I’m happy to answer any questions as you proceed.


Thanks @evolross for the tips.

Wow! I must be doing something wrong because I’m unable to simulate more than 40 users per instance. I’m not sure how are you simulating the concurrent users in phantomJS. I’ve used browser.executeScript('"");') to open multiple tabs per browser session. This is causing two issues:

  1. The CPU get maxed out after around 40 tabs preventing any new tabs from being created.

  2. If there is an exception on one of the pages, it’ll crush the whole browser with all its sessions. The exception I’m sometimes getting is a timeout exception at executeScript.

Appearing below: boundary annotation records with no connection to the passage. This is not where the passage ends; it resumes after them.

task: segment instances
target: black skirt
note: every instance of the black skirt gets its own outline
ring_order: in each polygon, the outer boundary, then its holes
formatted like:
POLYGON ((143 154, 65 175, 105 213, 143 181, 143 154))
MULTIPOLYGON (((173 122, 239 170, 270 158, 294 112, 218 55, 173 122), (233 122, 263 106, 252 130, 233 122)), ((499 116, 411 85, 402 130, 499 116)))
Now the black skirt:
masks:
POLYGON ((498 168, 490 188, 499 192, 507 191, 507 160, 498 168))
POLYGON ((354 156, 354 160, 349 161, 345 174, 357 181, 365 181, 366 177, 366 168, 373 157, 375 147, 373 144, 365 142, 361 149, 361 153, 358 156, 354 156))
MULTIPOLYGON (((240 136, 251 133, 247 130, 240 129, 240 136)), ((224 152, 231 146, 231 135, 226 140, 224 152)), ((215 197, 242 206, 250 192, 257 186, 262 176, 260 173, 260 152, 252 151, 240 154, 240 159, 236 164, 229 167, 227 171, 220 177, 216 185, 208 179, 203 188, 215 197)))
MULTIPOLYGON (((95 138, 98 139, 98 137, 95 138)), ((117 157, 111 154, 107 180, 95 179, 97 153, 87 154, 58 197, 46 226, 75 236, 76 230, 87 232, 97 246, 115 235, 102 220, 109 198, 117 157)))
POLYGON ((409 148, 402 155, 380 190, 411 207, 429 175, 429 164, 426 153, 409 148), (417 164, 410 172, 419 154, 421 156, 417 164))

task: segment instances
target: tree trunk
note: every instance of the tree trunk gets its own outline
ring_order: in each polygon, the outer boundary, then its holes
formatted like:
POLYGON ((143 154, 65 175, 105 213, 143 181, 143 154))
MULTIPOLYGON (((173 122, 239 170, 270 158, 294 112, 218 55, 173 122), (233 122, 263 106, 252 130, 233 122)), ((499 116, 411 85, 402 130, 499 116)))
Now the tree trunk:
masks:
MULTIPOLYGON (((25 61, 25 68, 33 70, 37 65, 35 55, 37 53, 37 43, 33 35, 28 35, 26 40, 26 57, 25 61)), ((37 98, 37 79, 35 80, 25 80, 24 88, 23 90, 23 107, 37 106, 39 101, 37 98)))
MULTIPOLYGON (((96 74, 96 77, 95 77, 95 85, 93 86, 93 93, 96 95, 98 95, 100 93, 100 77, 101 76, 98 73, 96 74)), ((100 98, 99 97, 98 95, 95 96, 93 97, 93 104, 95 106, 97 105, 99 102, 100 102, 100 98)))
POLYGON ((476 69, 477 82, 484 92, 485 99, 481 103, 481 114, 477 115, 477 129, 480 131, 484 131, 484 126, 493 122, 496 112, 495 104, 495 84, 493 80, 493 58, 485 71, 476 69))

So please any tips on how you managed to overcome those issues are really appreciated.

The other hard limit I hit is the 20 instances per zone, but if you’re able to simulate 500 users per server I don’t think you’re running into this.

In interim, I did manage to get some load/spike testing using puppeteer on linux machine on Digital Ocean with custom booting scripts. I’m still only getting around 40 tabs per vCPU so I’m trying to run those in parallel but I’ve managed to simulate 500 users using 10 instances, still nothing near your 500 per test instance!

I never tried to add any additional users, tabs, logins, etc. in my actual Selenium test. Just one user in the Selenium code. You achieve your scale of simultaneous users within the Redline13 UI. You set the number of machine instances, users per machine, and then it calculates the total users.

So you’re literally running (as I understand it) 500 instances/threads of PhantomJS per machine. That’s why you need the beefy machine or it will crap out.

That’s why I was so puzzled by the shared localStorage issue between the instances. Because it’s 500 separate running instances. Perhaps PhantomJS simulates localStorage to some shared location on the hard-drive. As I said above, I’m sure there’s a setting for that but it’s probably behind the “curtain” of Redline13’s UI (at least the free tier).